Du haut de la King

Voir le Grand Prix Ski-doo de Valcourt et mourir

Zzzzzzzzzzzzzzzzzz. Zzzzzzzzzzzzzzzzzzzzzzzzzzz. Zzzzzzzzzzzzzzzzzzzzzzzzz.

Le Grand Prix Ski-doo de Valcourt est une course de motoneige, une fête de village, un méchant party, oui, mais c’est d’abord et avant tout un son: Zzzzzzzzzzzzzzzzzzzz. L’ami Lys et moi avons à peine stationné la voiture dans un grand terrain vague et glacé que le bourdonnement des moteurs chatouille nos tympans. «Tu crois qu’on aurait dû apporter nos bouchons d’oreilles?» Je ne sais pas, man, mais je sais par contre qu’on aurait dû s’habiller plus chaudement. Dire qu’en partant de Sherbrooke, j’ai songé à enfiler ma veste en cuirette (je me plais à penser que c’est ainsi que l’on convoque le printemps). Ici à Maricourt (la banlieue de Valcourt), dans un grand champ au milieu de nulle part, les arbres dansent dans le noir, les bouts de mes doigts gèlent et nous sommes les deux seuls cons à ne pas avoir sur le dos un manteau Ski-doo. Regarde-moi les citadins débarquer à la campagne.

Ce qui ne nous a pas empêchés d’être soufflés par les courses d’accélération de motoneige au programme en ce vendredi soir de Sibérie. J’ai des amis globe-trotters qui aiment à prétendre qu’il faut avoir lavé ses péchés dans le Gange au moins une fois dans sa vie. D’autres, moins téméraires, disent qu’on ne peut mourir en paix sans avoir mis les pieds une fois à la Sagrada Familia. J’ajouterais, bien humblement, qu’il faut au moins une fois dans son existence s’être fait défoncer les tympans par le son d’une motoneige atteignant 200 km/h en moins de 8 secondes couplé à celui d’une grosse chanson balourde, comme Enter Sandman de Metallica, que crachent à plein volume les haut-parleurs.
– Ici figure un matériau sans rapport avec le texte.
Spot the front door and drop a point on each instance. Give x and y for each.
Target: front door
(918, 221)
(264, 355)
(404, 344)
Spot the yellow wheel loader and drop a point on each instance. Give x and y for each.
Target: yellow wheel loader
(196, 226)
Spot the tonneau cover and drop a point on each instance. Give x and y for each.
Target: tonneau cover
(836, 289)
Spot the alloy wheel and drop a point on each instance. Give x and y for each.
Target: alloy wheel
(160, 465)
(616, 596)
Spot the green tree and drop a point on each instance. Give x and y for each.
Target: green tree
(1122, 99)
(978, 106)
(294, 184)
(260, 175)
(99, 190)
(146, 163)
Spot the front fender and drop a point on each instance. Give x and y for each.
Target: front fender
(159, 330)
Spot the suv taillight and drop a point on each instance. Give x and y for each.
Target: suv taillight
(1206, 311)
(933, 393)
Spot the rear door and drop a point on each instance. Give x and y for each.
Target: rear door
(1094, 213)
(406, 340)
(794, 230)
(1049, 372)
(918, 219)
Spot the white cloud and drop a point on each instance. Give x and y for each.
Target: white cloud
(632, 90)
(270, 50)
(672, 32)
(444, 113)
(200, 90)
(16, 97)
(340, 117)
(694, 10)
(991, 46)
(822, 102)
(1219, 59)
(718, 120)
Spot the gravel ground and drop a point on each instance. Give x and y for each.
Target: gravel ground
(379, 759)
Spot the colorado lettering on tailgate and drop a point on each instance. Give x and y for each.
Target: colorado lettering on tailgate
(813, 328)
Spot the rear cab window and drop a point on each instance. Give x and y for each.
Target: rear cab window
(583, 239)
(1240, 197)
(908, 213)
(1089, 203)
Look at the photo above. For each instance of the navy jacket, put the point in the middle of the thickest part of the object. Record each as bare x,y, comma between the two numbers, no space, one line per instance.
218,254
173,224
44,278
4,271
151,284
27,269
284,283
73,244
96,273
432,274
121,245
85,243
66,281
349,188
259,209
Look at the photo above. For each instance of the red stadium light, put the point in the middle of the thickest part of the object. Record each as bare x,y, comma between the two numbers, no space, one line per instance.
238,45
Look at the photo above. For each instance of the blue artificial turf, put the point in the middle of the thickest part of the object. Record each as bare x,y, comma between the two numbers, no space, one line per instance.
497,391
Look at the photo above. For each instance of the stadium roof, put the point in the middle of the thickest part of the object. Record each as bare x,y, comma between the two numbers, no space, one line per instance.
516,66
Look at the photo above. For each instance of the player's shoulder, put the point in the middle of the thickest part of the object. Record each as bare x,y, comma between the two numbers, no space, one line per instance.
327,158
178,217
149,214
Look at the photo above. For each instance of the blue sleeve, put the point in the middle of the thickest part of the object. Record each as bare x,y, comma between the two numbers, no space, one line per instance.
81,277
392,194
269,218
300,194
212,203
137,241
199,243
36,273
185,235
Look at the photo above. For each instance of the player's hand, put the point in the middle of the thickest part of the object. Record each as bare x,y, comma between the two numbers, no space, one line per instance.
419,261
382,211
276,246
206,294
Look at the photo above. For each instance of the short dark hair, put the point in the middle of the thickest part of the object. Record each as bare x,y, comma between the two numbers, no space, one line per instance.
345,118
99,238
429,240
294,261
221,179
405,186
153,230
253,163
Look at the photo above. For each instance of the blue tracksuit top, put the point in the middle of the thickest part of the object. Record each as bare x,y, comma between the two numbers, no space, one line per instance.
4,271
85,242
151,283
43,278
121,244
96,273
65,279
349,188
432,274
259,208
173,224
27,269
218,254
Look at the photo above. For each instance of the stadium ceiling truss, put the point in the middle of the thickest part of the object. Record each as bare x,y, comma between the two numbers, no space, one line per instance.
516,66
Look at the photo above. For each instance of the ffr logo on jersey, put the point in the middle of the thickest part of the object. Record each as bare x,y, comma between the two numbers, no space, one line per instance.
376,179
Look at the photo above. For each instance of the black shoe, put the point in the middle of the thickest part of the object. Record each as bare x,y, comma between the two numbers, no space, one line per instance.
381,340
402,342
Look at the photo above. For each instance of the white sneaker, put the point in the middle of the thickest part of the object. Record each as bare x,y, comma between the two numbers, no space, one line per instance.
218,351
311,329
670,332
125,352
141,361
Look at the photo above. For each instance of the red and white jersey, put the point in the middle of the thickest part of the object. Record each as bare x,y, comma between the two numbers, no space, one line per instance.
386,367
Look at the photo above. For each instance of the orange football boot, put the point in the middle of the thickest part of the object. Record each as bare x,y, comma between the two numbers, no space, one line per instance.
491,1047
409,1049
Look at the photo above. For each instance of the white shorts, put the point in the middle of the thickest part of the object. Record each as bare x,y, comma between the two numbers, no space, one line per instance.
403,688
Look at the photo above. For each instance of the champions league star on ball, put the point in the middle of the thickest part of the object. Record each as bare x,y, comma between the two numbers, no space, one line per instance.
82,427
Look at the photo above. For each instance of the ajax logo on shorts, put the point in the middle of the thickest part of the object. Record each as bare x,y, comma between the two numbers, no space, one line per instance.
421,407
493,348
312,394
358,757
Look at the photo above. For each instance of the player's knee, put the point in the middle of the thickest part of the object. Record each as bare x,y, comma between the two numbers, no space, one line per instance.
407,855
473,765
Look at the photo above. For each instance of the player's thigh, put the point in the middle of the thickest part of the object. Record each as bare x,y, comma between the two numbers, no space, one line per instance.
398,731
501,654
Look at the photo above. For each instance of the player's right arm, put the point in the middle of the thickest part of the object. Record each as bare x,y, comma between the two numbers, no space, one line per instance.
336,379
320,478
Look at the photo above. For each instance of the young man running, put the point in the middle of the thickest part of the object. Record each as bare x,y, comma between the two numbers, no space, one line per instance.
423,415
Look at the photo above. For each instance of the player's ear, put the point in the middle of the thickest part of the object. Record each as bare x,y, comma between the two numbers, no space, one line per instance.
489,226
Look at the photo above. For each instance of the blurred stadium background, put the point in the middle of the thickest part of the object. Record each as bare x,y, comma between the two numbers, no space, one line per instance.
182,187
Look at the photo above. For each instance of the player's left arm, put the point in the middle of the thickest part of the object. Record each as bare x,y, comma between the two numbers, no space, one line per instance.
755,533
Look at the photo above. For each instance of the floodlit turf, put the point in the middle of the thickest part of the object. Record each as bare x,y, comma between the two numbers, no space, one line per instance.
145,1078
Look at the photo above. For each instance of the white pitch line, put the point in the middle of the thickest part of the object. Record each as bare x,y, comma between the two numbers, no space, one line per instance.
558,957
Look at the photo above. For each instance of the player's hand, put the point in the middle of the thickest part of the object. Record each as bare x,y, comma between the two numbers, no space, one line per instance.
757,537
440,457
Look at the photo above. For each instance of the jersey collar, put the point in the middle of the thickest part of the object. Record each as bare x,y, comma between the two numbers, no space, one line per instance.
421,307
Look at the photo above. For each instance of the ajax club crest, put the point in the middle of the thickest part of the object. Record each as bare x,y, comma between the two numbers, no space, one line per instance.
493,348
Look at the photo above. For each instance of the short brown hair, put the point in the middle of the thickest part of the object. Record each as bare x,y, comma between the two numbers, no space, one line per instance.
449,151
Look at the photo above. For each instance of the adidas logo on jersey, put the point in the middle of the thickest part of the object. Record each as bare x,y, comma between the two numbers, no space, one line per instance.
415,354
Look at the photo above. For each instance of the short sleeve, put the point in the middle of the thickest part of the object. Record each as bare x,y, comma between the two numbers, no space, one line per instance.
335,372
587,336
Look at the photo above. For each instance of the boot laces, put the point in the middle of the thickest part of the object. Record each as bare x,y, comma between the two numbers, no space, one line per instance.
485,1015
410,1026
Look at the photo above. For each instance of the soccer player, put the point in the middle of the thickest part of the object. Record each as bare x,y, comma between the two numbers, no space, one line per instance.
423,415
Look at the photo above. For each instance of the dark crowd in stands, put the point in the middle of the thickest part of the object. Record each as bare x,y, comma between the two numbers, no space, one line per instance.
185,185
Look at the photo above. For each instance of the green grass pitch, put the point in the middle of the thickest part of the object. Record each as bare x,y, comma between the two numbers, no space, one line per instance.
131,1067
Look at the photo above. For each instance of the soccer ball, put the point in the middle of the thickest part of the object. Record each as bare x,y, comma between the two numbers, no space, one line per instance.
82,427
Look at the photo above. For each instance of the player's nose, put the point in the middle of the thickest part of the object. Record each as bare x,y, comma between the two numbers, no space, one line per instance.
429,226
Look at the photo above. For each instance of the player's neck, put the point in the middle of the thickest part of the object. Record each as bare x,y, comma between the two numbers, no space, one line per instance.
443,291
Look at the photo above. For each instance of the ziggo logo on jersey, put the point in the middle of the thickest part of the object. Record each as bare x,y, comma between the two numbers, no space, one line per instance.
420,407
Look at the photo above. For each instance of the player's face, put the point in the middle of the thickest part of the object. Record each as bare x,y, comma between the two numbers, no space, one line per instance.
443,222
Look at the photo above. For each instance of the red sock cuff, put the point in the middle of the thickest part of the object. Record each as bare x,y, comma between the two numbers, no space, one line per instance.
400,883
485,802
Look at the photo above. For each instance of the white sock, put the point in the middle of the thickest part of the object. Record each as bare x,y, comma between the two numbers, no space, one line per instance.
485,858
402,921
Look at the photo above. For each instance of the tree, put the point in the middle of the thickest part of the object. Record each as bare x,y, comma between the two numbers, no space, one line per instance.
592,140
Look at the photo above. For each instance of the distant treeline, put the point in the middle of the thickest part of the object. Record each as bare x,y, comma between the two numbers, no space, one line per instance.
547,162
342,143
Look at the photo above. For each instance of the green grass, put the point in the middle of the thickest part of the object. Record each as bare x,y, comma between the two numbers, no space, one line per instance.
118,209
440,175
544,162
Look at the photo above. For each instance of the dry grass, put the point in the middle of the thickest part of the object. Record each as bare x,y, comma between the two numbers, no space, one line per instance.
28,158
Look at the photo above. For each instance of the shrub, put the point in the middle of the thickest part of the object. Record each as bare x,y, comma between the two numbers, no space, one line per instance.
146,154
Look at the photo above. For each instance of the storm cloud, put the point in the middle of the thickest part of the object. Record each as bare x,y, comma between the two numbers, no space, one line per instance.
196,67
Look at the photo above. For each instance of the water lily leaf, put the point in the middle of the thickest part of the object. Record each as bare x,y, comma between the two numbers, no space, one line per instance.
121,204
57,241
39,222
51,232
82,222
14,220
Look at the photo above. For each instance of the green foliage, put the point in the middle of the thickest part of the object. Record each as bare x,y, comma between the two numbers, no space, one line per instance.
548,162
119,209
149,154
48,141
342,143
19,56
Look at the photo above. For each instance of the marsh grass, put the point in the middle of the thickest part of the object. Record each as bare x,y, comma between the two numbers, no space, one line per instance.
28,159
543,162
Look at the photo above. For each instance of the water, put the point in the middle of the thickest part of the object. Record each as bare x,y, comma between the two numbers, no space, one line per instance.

À quelques secondes de l’hypothermie, nous passons sous le chapiteau chauffé, où je comprends enfin comment tout ce beau monde maintient un teint pimpant malgré les -30 degrés Celsius: on sert au bar des shooters de Sortilège (du whisky au sirop d’érable). Mieux: moyennant quelques dollars, les festivaliers peuvent se procurer un verre à shooter en plastique monté sur un collier qui pendouillera autour de leur cou toute la soirée. Je songe quelques secondes à me doter d’un pareil bijou avant que toute mon attention ne soit mobilisée par le Can-Am Maverick, un des nombreux produits BRP offerts à notre béate contemplation. Sorte de voiture téléguidée géante jaune et noir sans toit ni pare-brise, le Can-Am Maverick pourrait n’avoir été conçu, pour ce que j’en sais, qu’afin de traquer des talibans dans le désert du Pakistan et/ou pour que des papas fiers prennent des photos de leurs petits gars assis dans le siège du conducteur pendant le Grand Prix Ski-doo de Valcourt.

Zzzzzzzzzzzzzzzzzzzzzzzzzzz. Zzzzzzzzzzzzzzzzzzzzzzzzzzzzz. Zzzzzzzzzzzzzzzzzz. Même le groupe de reprises qui se démène devant un essaim de gentilles dames d’un certain âge arborant fièrement le pantalon de neige ne peut rivaliser avec le bruit des bolides qui fendent l’air glacial dehors. À l’intérieur, au chaud, le guitariste soliste égrène à la perfection les premières notes de Sweet Child O’ Mine, mais porte en lieu et place d’un chapeau haut-de-forme une tuque Ski-doo. L’ami Lys et moi dansons avec les dames en pantalons de neige, dandys de la ville et Valcourtoises réunis par le rock dans l’hiver de force. Where do we go? Where do we go now?